There would be no V.I.L.E. for this caper, no henchmen or associates. They only muddied the waters, and such ploys were best left for another, quieter day. Aday when losses could be afforded and—indeed—expected.

This time, it was simply Carmen Sandiego and and her daemon.

Notes:

*comes out of writing hibernation to show her age and post a love letter to two 20+ year-old fandoms*

Quick preface for the uninitiated to His Dark Materials--this story exists in a world where every human has a daemon, or animal manifestation of the inner part of their self. Daemons are typically a physical representation of a human's subconscious, and serve as a delightful foil to their primary characters. All characters remain the same, but in this instance are more forthcoming with their thoughts as they talk amongst themselves.

Also worth noting is that it is incredibly taboo to touch another person's daemon, and though daemons may interact directly they typically do not initiate it except when great affection exists between their human counterparts as well.

That said, this story is one part action and two parts emotional upheaval and resolution.
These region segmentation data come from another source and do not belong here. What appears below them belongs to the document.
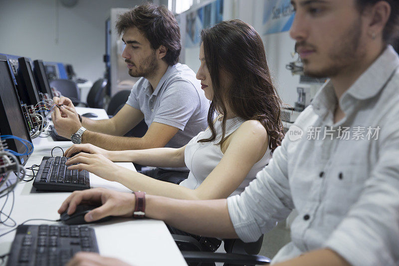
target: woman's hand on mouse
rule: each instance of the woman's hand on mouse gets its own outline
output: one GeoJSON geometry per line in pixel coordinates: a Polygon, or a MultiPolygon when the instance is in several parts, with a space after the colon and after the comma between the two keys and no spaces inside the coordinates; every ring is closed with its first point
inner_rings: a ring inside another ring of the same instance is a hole
{"type": "Polygon", "coordinates": [[[78,266],[93,265],[98,266],[129,266],[130,265],[125,263],[120,260],[114,258],[105,257],[97,253],[91,252],[79,252],[69,261],[66,266],[78,266]]]}
{"type": "Polygon", "coordinates": [[[129,169],[119,166],[101,154],[81,152],[65,162],[68,170],[86,170],[110,181],[119,182],[118,178],[129,169]],[[78,164],[71,165],[73,164],[78,164]]]}
{"type": "Polygon", "coordinates": [[[132,217],[135,198],[132,193],[102,188],[74,191],[62,203],[58,213],[62,214],[67,210],[67,213],[70,215],[75,212],[76,206],[81,203],[101,205],[85,215],[85,221],[90,222],[110,216],[132,217]]]}
{"type": "MultiPolygon", "coordinates": [[[[90,153],[91,154],[101,154],[108,159],[110,158],[110,155],[111,153],[111,151],[107,151],[107,150],[101,149],[93,144],[86,143],[84,144],[74,144],[72,145],[65,151],[65,153],[64,153],[64,156],[66,157],[70,157],[74,153],[80,152],[90,153]]],[[[78,156],[78,154],[75,155],[75,156],[72,158],[77,156],[78,156]]]]}

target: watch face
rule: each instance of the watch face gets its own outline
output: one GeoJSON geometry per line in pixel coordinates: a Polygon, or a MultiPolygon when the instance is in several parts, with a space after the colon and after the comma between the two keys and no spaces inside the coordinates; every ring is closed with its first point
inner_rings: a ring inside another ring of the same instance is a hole
{"type": "Polygon", "coordinates": [[[79,139],[80,138],[74,134],[72,135],[72,137],[71,137],[71,140],[75,144],[80,144],[80,140],[79,139]]]}

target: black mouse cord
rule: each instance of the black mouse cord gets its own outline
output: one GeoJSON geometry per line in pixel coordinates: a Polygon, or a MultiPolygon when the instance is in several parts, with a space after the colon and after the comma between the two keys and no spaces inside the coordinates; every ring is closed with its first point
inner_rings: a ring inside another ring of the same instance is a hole
{"type": "MultiPolygon", "coordinates": [[[[58,219],[58,220],[48,220],[48,219],[29,219],[29,220],[27,220],[26,221],[23,222],[22,224],[21,224],[20,225],[19,225],[21,226],[21,225],[23,225],[25,223],[27,223],[28,222],[30,222],[31,221],[49,221],[49,222],[61,222],[61,219],[58,219]]],[[[2,237],[3,236],[7,235],[9,233],[12,232],[14,230],[16,230],[17,229],[17,227],[16,226],[15,228],[14,228],[13,229],[11,229],[11,230],[4,233],[4,234],[2,234],[1,235],[0,235],[0,238],[2,237]]]]}

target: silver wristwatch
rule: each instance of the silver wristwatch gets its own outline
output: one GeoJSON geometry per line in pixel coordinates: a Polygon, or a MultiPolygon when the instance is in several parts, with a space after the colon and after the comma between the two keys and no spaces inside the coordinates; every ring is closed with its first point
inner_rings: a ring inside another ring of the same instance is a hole
{"type": "Polygon", "coordinates": [[[76,133],[71,136],[71,140],[74,144],[80,144],[82,143],[82,135],[86,131],[86,128],[80,127],[76,133]]]}

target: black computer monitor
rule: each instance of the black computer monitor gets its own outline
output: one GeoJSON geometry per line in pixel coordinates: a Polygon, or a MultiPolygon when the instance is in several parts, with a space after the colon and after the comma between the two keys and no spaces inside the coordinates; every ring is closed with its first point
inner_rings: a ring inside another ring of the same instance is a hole
{"type": "Polygon", "coordinates": [[[18,84],[19,97],[26,105],[36,105],[40,101],[40,97],[34,81],[30,62],[25,57],[19,57],[18,58],[18,63],[19,64],[18,75],[21,81],[21,84],[18,84]]]}
{"type": "Polygon", "coordinates": [[[57,66],[52,64],[46,64],[45,65],[46,67],[46,74],[49,80],[52,80],[53,79],[56,79],[58,78],[57,74],[57,66]]]}
{"type": "Polygon", "coordinates": [[[65,65],[65,70],[66,70],[66,74],[68,76],[68,79],[72,80],[73,79],[73,77],[76,75],[75,73],[75,71],[73,71],[73,67],[72,65],[69,64],[65,65]]]}
{"type": "Polygon", "coordinates": [[[48,79],[46,75],[46,69],[41,60],[33,61],[33,72],[34,73],[37,84],[42,93],[47,93],[50,97],[53,97],[51,88],[48,84],[48,79]]]}
{"type": "MultiPolygon", "coordinates": [[[[12,135],[31,142],[7,58],[2,55],[0,55],[0,134],[12,135]]],[[[28,154],[17,156],[20,163],[25,165],[33,147],[27,145],[27,153],[20,141],[12,139],[6,141],[10,150],[28,154]]]]}

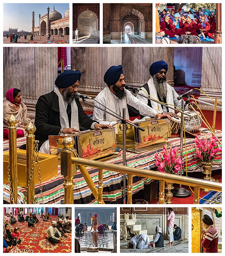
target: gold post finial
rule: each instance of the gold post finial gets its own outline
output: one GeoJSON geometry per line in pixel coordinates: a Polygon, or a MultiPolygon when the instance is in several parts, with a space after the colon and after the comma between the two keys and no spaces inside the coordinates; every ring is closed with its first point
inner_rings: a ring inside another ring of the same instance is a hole
{"type": "Polygon", "coordinates": [[[72,149],[75,144],[75,141],[72,137],[66,137],[62,140],[62,145],[66,148],[72,149]]]}

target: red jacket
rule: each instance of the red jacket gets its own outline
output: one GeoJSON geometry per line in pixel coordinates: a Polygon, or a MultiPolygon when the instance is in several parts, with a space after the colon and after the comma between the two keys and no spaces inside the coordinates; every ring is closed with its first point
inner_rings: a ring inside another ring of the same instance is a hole
{"type": "Polygon", "coordinates": [[[183,31],[184,33],[186,32],[190,32],[191,33],[196,32],[197,29],[196,23],[192,20],[192,21],[190,24],[187,21],[185,22],[184,24],[183,31]]]}
{"type": "MultiPolygon", "coordinates": [[[[210,24],[208,22],[206,22],[205,23],[205,24],[206,26],[204,28],[204,29],[206,30],[206,32],[209,32],[211,28],[211,26],[210,25],[210,24]]],[[[197,28],[197,30],[199,31],[200,29],[203,29],[203,27],[201,25],[200,22],[199,22],[196,26],[196,28],[197,28]]]]}

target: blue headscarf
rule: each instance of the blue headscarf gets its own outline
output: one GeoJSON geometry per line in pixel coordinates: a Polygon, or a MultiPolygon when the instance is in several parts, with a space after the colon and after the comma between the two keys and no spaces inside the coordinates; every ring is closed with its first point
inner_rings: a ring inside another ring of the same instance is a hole
{"type": "Polygon", "coordinates": [[[194,20],[194,18],[192,14],[188,14],[188,16],[192,20],[194,20]]]}
{"type": "Polygon", "coordinates": [[[153,77],[158,72],[164,68],[167,72],[168,70],[168,65],[163,60],[160,60],[152,63],[149,68],[149,73],[153,77]]]}
{"type": "Polygon", "coordinates": [[[203,15],[203,16],[204,17],[205,17],[205,20],[204,21],[204,22],[201,22],[201,25],[202,26],[202,28],[204,28],[205,27],[206,27],[206,24],[205,24],[205,23],[208,22],[209,20],[208,18],[207,18],[206,16],[205,16],[205,15],[203,15]]]}
{"type": "Polygon", "coordinates": [[[121,74],[123,74],[122,65],[112,66],[105,73],[104,81],[109,86],[113,85],[117,82],[121,74]]]}
{"type": "MultiPolygon", "coordinates": [[[[178,17],[179,18],[179,17],[180,17],[180,14],[178,13],[175,13],[175,14],[174,14],[174,17],[178,17]]],[[[173,18],[172,20],[173,20],[173,25],[174,25],[174,23],[175,23],[176,22],[175,20],[175,19],[174,18],[173,18]]],[[[177,28],[178,29],[178,28],[180,28],[180,25],[179,24],[179,19],[178,20],[178,24],[177,24],[176,25],[176,26],[175,27],[175,28],[177,28]]]]}
{"type": "Polygon", "coordinates": [[[55,84],[59,88],[66,88],[74,84],[78,80],[80,82],[81,72],[79,70],[67,70],[60,74],[55,81],[55,84]]]}

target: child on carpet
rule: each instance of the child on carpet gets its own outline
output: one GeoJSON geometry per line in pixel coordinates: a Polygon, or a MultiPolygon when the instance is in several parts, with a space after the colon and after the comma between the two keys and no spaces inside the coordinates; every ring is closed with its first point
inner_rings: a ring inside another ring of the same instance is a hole
{"type": "Polygon", "coordinates": [[[14,231],[12,234],[12,237],[14,238],[17,242],[17,246],[21,242],[20,239],[20,233],[19,232],[19,228],[17,227],[14,228],[14,231]]]}

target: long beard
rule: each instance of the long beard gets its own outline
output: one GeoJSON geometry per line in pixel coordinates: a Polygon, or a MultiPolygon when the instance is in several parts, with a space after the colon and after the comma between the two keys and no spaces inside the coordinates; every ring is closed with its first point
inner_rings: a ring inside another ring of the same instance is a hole
{"type": "Polygon", "coordinates": [[[115,84],[113,86],[112,89],[116,93],[117,96],[119,99],[122,100],[125,98],[126,93],[125,90],[120,90],[120,88],[118,88],[115,84]]]}
{"type": "Polygon", "coordinates": [[[162,99],[166,98],[167,94],[167,86],[166,79],[161,78],[158,79],[155,75],[153,76],[153,82],[159,97],[162,99]]]}
{"type": "Polygon", "coordinates": [[[62,96],[64,99],[69,105],[71,105],[72,102],[75,100],[75,94],[73,95],[69,91],[68,88],[65,88],[62,91],[62,96]]]}

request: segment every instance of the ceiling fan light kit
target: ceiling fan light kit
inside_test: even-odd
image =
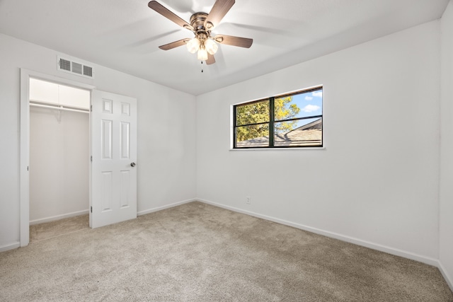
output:
[[[190,24],[189,24],[159,2],[150,1],[148,4],[150,8],[178,25],[192,31],[195,35],[193,38],[175,41],[161,45],[159,48],[168,50],[185,44],[189,52],[192,54],[197,52],[197,58],[201,61],[206,61],[208,65],[215,63],[214,54],[219,49],[217,43],[250,48],[253,42],[253,39],[225,35],[211,36],[212,29],[219,24],[233,4],[234,4],[234,0],[217,0],[209,14],[202,12],[194,13],[190,17]]]

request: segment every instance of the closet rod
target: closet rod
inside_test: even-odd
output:
[[[41,105],[41,104],[34,104],[33,103],[30,103],[30,106],[34,107],[41,107],[42,108],[50,108],[50,109],[56,109],[57,110],[63,110],[63,111],[74,111],[76,112],[84,112],[84,113],[90,113],[90,112],[86,110],[79,110],[79,109],[71,109],[71,108],[64,108],[63,107],[55,107],[55,106],[49,106],[47,105]]]

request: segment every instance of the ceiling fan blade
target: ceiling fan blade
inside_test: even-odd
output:
[[[217,35],[214,37],[214,40],[219,43],[226,44],[227,45],[239,46],[239,47],[245,48],[250,48],[253,43],[253,39],[226,35]]]
[[[217,0],[205,21],[205,27],[208,30],[211,30],[214,26],[218,25],[233,4],[234,4],[234,0]]]
[[[183,39],[178,41],[172,42],[171,43],[166,44],[165,45],[161,45],[159,47],[161,50],[168,50],[179,46],[185,45],[188,40],[190,39]]]
[[[214,56],[212,54],[207,54],[207,59],[206,60],[206,64],[210,65],[214,63],[215,63],[215,59],[214,59]]]
[[[179,18],[178,16],[170,11],[168,8],[166,8],[159,2],[156,1],[149,1],[149,3],[148,4],[148,6],[149,6],[150,8],[154,9],[161,15],[164,16],[167,19],[173,21],[178,25],[182,26],[184,28],[187,28],[190,30],[193,30],[193,28],[192,27],[192,25],[190,25],[190,24]]]

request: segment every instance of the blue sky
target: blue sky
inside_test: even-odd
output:
[[[300,108],[300,112],[294,118],[321,115],[323,114],[322,90],[293,95],[292,101],[289,104],[296,104]],[[297,122],[296,127],[303,126],[316,120],[317,118],[300,120]]]

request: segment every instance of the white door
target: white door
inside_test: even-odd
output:
[[[90,226],[137,218],[137,100],[93,91]]]

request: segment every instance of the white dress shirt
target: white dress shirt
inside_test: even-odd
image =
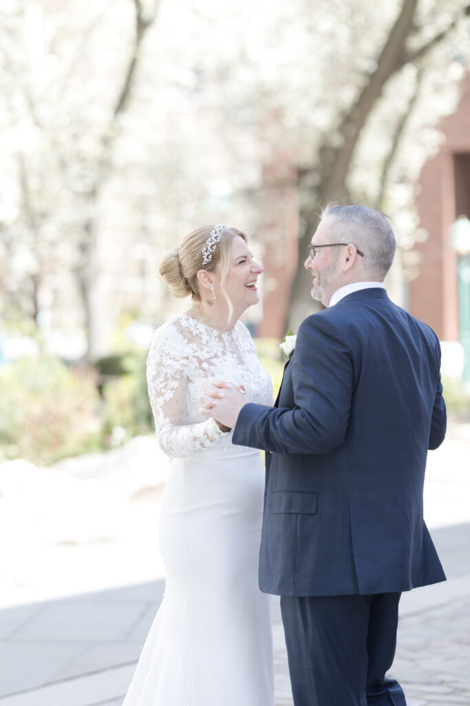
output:
[[[371,289],[376,287],[385,289],[383,282],[354,282],[351,285],[345,285],[344,287],[340,287],[336,292],[333,292],[330,299],[330,303],[328,304],[328,308],[334,306],[343,297],[347,297],[348,294],[352,294],[353,292],[359,292],[359,289]]]

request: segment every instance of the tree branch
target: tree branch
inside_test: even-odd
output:
[[[416,74],[416,83],[415,90],[412,96],[411,100],[408,104],[407,109],[402,115],[400,120],[398,123],[398,126],[395,131],[393,134],[393,138],[392,140],[392,143],[390,145],[390,148],[388,150],[388,154],[385,158],[383,163],[383,167],[382,169],[382,174],[381,175],[381,185],[378,193],[377,195],[377,198],[376,199],[376,203],[374,204],[374,208],[378,210],[382,210],[383,209],[383,199],[385,196],[385,191],[387,190],[387,186],[388,186],[388,178],[390,175],[390,169],[392,164],[393,164],[393,160],[400,146],[400,143],[402,140],[402,137],[404,133],[406,127],[409,121],[413,110],[415,105],[418,102],[419,97],[419,89],[421,88],[421,82],[423,80],[423,70],[420,69]]]
[[[397,66],[397,69],[402,68],[407,64],[411,64],[416,61],[417,59],[421,59],[424,54],[427,54],[433,47],[435,47],[442,42],[443,40],[445,39],[447,35],[452,32],[452,30],[455,29],[458,23],[465,17],[470,17],[470,5],[467,5],[464,8],[462,12],[457,15],[452,22],[450,22],[445,29],[443,30],[438,34],[435,35],[431,40],[423,44],[419,49],[416,49],[414,52],[409,52],[404,54],[403,59],[400,62]]]

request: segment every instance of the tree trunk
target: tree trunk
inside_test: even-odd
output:
[[[315,303],[312,306],[311,299],[309,299],[311,275],[304,268],[304,262],[308,256],[307,246],[319,223],[316,213],[319,213],[321,206],[326,205],[329,201],[345,203],[349,200],[347,181],[354,152],[361,131],[380,98],[385,83],[405,64],[423,57],[426,52],[447,36],[462,18],[470,13],[470,6],[467,6],[443,31],[414,52],[409,52],[407,50],[407,41],[415,29],[416,6],[417,0],[403,0],[400,13],[378,57],[376,70],[367,77],[356,102],[341,120],[339,128],[342,138],[341,144],[338,147],[332,147],[326,142],[320,150],[320,187],[312,192],[311,203],[300,214],[299,264],[293,280],[286,322],[286,325],[292,328],[292,330],[297,330],[304,317],[321,306]],[[397,145],[395,147],[396,149]],[[307,172],[304,174],[304,181],[308,181],[308,177]],[[302,189],[302,180],[300,184]]]

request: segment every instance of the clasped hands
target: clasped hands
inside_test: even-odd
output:
[[[247,404],[245,388],[236,383],[213,380],[199,397],[203,417],[212,417],[223,431],[230,431],[237,424],[240,411]]]

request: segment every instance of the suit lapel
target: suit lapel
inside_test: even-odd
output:
[[[287,369],[287,366],[289,365],[289,363],[290,363],[291,360],[292,360],[292,358],[290,358],[289,360],[285,364],[285,365],[284,366],[284,372],[283,373],[283,379],[282,379],[280,385],[279,386],[279,392],[278,393],[278,396],[276,398],[276,402],[274,402],[274,407],[279,407],[279,395],[280,395],[280,390],[281,390],[282,387],[283,387],[283,383],[284,382],[284,376],[285,375],[285,371]]]

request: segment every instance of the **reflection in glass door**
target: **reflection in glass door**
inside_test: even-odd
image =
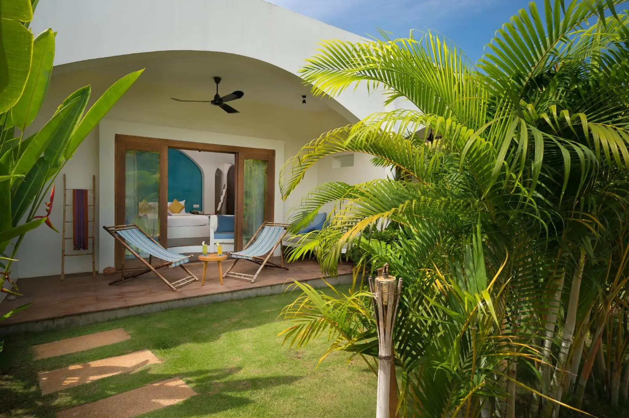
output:
[[[125,169],[125,223],[135,223],[159,242],[160,151],[127,149]],[[135,258],[125,252],[126,259]]]
[[[266,219],[269,162],[245,159],[242,247]]]

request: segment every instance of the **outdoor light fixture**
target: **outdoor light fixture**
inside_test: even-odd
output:
[[[378,392],[376,418],[393,418],[398,402],[389,398],[391,375],[395,373],[393,355],[393,326],[398,303],[402,291],[402,279],[389,275],[389,263],[378,269],[376,279],[369,277],[369,289],[374,296],[374,317],[378,332]]]
[[[376,278],[376,281],[379,284],[379,287],[382,289],[382,304],[386,306],[389,304],[389,294],[395,292],[396,280],[395,277],[389,276],[389,263],[385,264],[382,269],[378,270],[382,271],[378,272],[380,276]]]

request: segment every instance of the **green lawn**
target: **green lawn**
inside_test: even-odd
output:
[[[360,359],[334,353],[320,365],[325,338],[296,351],[277,336],[277,319],[296,294],[175,309],[87,326],[8,337],[0,354],[0,416],[53,417],[55,412],[153,382],[180,377],[198,394],[144,417],[370,417],[376,378]],[[131,340],[33,360],[30,346],[123,328]],[[148,348],[162,360],[42,396],[36,373]]]

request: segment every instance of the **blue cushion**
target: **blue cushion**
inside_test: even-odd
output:
[[[327,217],[328,213],[326,212],[317,213],[316,216],[314,217],[314,219],[313,219],[308,226],[299,231],[299,233],[307,233],[311,231],[318,231],[323,227],[323,223],[325,223],[325,220]]]
[[[216,225],[216,230],[214,231],[214,233],[234,232],[234,215],[217,215],[216,218],[218,221],[218,223]],[[233,238],[233,237],[232,237],[232,238]]]
[[[233,232],[214,232],[214,239],[215,240],[233,240],[234,238]]]

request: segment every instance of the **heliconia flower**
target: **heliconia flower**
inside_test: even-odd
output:
[[[53,226],[52,222],[50,221],[50,212],[52,212],[52,202],[55,200],[55,185],[52,185],[52,189],[50,190],[50,201],[46,202],[46,215],[42,215],[36,217],[33,217],[33,219],[36,219],[38,218],[45,218],[46,221],[44,222],[47,225],[50,229],[55,231],[55,232],[58,232],[55,227]]]

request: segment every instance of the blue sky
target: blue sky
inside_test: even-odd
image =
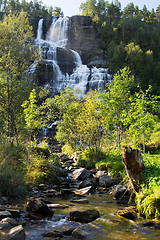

I hope any perusing the fandom enjoy a new addition to this childhood-defining world.

(See the end of the work for more notes.)

Chapter 1: Act I

Chapter Text

“You have become far too attached to those children."

The words were murmured quietly by the lynx sitting beside Carmen, his amber eyes fixed uon her in silent amusement. But for the slight twitch of one of his tufted ears, he was still as a statue, seated by her side like a Sphinx and as equally stern and brooding.

“Oh, hush,” Carmen tutted. She dropped one hand to ghost across the top of his head, a light smile playing at her lips. “What is the old adage: ‘know thy enemy?’”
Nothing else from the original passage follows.